The academic said to mitigate the impact, businesses should reassess pricing models, explore tax-efficient structures, and time major expenses wisely before the next VAT hike in 2026. 

Arise said that meanwhile, the government may need to expand VAT relief measures or introduce targeted incentives to support industries most affected by the change.

Professor Waldo Krugell, an economist with the School of Economic Sciences at the North-West University (NWU) said the Minister of Finance "has truly performed a balancing act this year".

He said the big question, of course, was where he could cut spending or find additional sources of revenue. “In the end, he is continuing spending on the Social Relief of Distress grant, making provision for positions for doctors and teachers, and keeping the 5.5% salary increase for public servants on the books. He manages this by increasing the VAT rate by half a percentage point this year and another half next year. He does not provide any relief for bracket creep, but at least keeps the fuel levy unchanged. There is also support to protect the poorest against rising living costs in the form of increased grants and the addition of a few more VAT zero-rated products,” Krugell said.

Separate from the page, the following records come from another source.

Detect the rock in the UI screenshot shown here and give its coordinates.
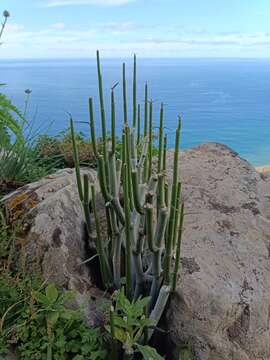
[3,169,106,324]
[166,143,270,360]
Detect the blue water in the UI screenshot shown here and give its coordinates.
[0,59,270,165]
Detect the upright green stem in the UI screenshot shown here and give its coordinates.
[137,104,141,146]
[111,89,116,154]
[123,63,128,124]
[164,119,181,285]
[158,103,164,173]
[91,185,111,287]
[133,54,137,129]
[162,134,168,171]
[148,100,153,179]
[123,164,132,300]
[97,50,107,149]
[82,174,92,236]
[172,203,185,291]
[144,83,148,137]
[89,98,98,158]
[70,117,83,201]
[0,16,8,40]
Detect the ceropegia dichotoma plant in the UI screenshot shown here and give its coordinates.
[71,52,184,338]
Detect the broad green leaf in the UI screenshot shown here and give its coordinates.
[48,311,59,326]
[45,284,58,304]
[136,344,164,360]
[114,328,127,344]
[33,291,49,306]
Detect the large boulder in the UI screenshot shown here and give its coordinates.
[3,169,104,324]
[167,143,270,360]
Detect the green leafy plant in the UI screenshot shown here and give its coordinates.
[106,288,162,360]
[70,52,184,352]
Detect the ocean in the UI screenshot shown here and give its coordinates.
[0,58,270,166]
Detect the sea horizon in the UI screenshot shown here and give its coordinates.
[0,56,270,166]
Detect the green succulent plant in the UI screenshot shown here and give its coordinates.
[70,52,184,346]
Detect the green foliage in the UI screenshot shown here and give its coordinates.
[70,52,184,348]
[0,217,107,360]
[17,284,107,360]
[0,140,57,192]
[106,288,163,360]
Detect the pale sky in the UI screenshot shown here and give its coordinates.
[0,0,270,59]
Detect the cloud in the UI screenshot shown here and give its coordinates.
[104,21,142,32]
[51,23,65,30]
[42,0,135,7]
[6,24,24,32]
[3,21,270,58]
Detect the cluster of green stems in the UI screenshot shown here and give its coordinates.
[71,52,184,336]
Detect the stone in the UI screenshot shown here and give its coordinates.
[3,168,106,321]
[166,143,270,360]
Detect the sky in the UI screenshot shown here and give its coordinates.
[0,0,270,59]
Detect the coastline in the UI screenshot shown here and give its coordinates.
[255,165,270,174]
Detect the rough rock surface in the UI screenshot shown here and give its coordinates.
[167,143,270,360]
[1,169,104,324]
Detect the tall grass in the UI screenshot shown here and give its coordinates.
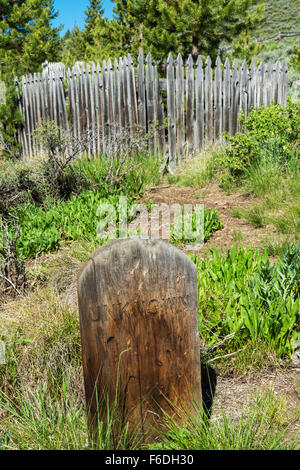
[149,391,299,450]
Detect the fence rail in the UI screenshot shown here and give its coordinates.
[18,54,288,167]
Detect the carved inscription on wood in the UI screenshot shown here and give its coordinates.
[78,238,201,436]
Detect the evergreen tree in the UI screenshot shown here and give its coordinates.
[62,25,89,67]
[84,0,104,42]
[0,0,61,77]
[114,0,264,60]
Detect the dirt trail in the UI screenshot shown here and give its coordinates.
[142,183,276,253]
[143,182,300,438]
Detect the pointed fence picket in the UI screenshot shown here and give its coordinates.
[16,54,288,168]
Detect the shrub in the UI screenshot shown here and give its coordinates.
[218,101,300,181]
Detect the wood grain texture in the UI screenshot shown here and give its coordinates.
[78,238,201,440]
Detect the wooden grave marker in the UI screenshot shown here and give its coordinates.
[78,237,202,436]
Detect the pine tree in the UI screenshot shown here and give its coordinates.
[0,0,61,76]
[84,0,104,42]
[114,0,264,60]
[62,25,89,67]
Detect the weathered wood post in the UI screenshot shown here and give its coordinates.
[78,238,201,436]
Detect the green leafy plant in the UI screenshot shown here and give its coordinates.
[193,245,300,356]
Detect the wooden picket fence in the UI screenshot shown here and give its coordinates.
[18,54,288,166]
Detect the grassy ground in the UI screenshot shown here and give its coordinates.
[255,0,300,38]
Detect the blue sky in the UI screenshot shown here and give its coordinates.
[53,0,114,34]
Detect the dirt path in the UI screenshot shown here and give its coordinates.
[143,183,276,253]
[143,183,300,439]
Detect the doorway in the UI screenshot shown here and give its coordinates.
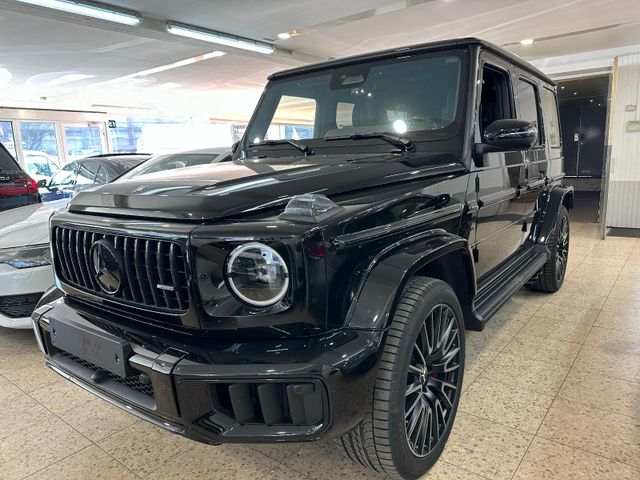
[558,75,609,223]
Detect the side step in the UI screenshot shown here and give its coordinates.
[473,245,549,323]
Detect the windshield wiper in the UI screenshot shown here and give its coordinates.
[324,132,416,152]
[248,139,313,155]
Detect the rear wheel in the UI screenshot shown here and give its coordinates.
[530,205,570,293]
[340,277,464,479]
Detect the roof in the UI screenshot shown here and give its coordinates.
[269,37,555,85]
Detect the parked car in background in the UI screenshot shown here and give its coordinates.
[0,143,41,211]
[23,150,60,182]
[0,148,231,328]
[38,153,151,202]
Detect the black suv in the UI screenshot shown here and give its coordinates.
[0,143,42,212]
[33,39,573,478]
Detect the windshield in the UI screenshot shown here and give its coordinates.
[245,51,464,154]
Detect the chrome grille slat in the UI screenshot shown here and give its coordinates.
[51,226,189,313]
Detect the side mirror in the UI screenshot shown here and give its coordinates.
[483,118,538,150]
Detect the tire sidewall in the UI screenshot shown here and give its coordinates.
[380,280,465,478]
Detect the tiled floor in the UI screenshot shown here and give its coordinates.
[0,218,640,480]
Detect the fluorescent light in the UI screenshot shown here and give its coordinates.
[167,22,274,54]
[18,0,140,25]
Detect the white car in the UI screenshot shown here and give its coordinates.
[0,148,231,328]
[0,199,63,328]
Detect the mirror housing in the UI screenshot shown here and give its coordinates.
[483,118,538,150]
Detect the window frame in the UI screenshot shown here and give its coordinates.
[513,74,547,150]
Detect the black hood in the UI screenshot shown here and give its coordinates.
[69,153,464,221]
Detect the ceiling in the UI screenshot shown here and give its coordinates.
[0,0,640,118]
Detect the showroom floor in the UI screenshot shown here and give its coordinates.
[0,218,640,480]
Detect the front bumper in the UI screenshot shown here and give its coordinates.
[0,264,54,328]
[33,298,383,443]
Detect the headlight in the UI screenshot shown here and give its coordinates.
[227,242,289,307]
[0,243,51,268]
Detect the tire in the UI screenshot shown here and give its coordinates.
[530,205,570,293]
[339,277,464,479]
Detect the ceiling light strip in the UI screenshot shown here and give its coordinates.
[17,0,140,25]
[167,22,275,55]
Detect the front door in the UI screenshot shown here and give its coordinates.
[472,57,526,278]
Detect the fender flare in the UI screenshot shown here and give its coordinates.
[345,229,476,329]
[535,185,574,245]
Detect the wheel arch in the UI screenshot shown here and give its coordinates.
[345,229,476,329]
[535,185,574,245]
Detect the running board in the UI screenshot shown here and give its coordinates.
[473,245,549,324]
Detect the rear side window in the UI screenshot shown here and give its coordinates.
[542,88,560,148]
[516,80,542,143]
[0,146,20,172]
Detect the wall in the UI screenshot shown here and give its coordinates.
[606,54,640,228]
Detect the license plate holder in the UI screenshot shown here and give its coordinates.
[49,318,136,378]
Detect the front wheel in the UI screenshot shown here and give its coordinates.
[340,277,464,479]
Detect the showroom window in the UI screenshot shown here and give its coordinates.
[20,122,60,166]
[0,121,18,158]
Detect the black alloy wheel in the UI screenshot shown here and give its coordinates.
[404,304,460,457]
[339,277,464,479]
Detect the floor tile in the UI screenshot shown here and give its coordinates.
[442,412,533,480]
[60,398,138,442]
[558,367,640,418]
[97,421,194,476]
[29,445,140,480]
[574,346,640,382]
[595,310,640,335]
[504,332,581,366]
[261,465,309,480]
[0,417,90,480]
[481,353,569,396]
[584,326,640,352]
[460,378,553,433]
[513,437,640,480]
[146,444,278,480]
[284,442,384,480]
[538,399,640,467]
[0,394,53,438]
[29,380,96,415]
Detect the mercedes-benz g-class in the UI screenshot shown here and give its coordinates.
[33,39,573,478]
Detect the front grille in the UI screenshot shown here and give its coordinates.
[0,293,42,318]
[60,350,154,398]
[52,227,189,312]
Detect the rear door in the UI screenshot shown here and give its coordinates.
[472,52,525,278]
[0,144,40,211]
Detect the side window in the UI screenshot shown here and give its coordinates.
[94,165,107,185]
[516,79,543,144]
[76,160,100,186]
[262,95,316,141]
[479,65,512,133]
[542,88,561,148]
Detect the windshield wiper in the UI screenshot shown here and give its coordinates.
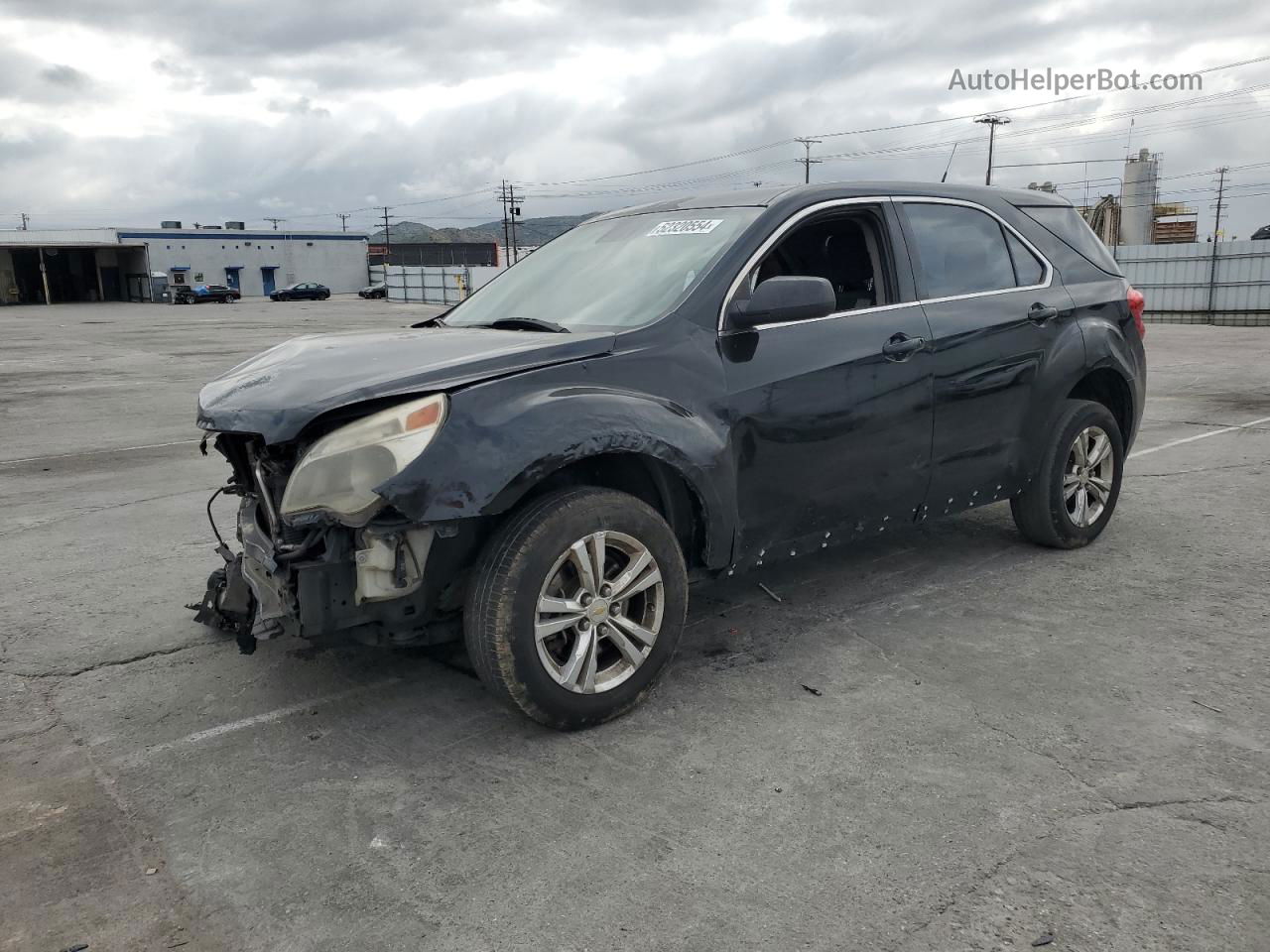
[468,317,569,334]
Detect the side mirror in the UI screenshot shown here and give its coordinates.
[727,276,838,330]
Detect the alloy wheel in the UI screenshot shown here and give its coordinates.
[1063,426,1115,528]
[534,531,666,694]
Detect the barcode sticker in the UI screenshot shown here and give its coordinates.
[645,218,722,237]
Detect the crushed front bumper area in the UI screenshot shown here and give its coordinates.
[190,434,445,654]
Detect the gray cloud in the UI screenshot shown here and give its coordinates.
[0,0,1270,234]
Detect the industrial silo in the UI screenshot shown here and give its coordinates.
[1120,149,1160,245]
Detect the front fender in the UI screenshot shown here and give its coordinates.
[376,363,735,567]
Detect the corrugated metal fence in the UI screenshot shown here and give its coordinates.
[1115,241,1270,326]
[381,264,503,304]
[387,264,471,304]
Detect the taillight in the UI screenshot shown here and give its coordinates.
[1126,285,1147,337]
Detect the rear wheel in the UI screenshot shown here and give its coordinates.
[463,489,687,730]
[1010,400,1124,548]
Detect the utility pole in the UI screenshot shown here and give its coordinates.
[940,142,961,182]
[794,139,821,184]
[507,181,521,264]
[380,204,396,262]
[1207,165,1230,323]
[498,178,512,268]
[975,115,1010,185]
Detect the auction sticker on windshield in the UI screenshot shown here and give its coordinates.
[645,218,722,237]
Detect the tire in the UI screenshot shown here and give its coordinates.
[463,489,689,730]
[1010,400,1124,548]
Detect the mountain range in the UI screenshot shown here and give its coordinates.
[371,212,597,248]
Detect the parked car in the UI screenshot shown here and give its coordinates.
[174,285,242,304]
[196,182,1146,729]
[269,281,330,300]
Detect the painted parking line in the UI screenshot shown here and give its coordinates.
[1129,416,1270,459]
[0,436,202,466]
[118,678,401,767]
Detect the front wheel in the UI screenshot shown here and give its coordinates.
[1010,400,1124,548]
[463,489,689,730]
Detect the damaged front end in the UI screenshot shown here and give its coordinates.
[190,412,457,654]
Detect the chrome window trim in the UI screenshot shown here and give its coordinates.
[893,195,1054,304]
[716,195,1054,334]
[717,195,894,334]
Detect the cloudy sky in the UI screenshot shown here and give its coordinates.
[0,0,1270,236]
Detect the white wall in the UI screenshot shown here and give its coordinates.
[119,228,367,298]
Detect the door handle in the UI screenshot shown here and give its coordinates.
[1028,300,1058,326]
[881,334,926,361]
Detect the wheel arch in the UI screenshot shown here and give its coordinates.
[1067,364,1135,447]
[488,449,727,567]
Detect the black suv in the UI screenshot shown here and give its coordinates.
[198,181,1146,729]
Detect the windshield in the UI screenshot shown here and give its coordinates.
[444,208,762,329]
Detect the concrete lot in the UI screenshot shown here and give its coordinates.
[0,298,1270,952]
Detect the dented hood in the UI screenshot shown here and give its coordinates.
[198,327,613,443]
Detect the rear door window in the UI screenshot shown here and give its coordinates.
[1004,228,1045,289]
[904,202,1016,298]
[1019,204,1121,277]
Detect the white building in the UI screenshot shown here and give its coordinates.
[0,222,367,304]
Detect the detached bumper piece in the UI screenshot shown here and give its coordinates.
[188,544,255,654]
[190,440,452,654]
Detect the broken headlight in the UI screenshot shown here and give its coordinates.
[282,394,445,526]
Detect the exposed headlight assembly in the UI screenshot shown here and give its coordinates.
[282,394,447,526]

The economist said Godongwana has done what he can with the limited fiscal space available. He said the Minister continues efforts to stabilise government debt, even though it will end up at a slightly higher level, promises more investment in infrastructure, and proposes plans to increasingly involve the private sector in electricity transmission and rail transport. “High-income earners will have to bear a larger share of the additional spending, but the VAT rate increase means that everyone will carry a part of the burden. Once the debate over rands and cents is settled, we should focus much more on how to accelerate the reform process.”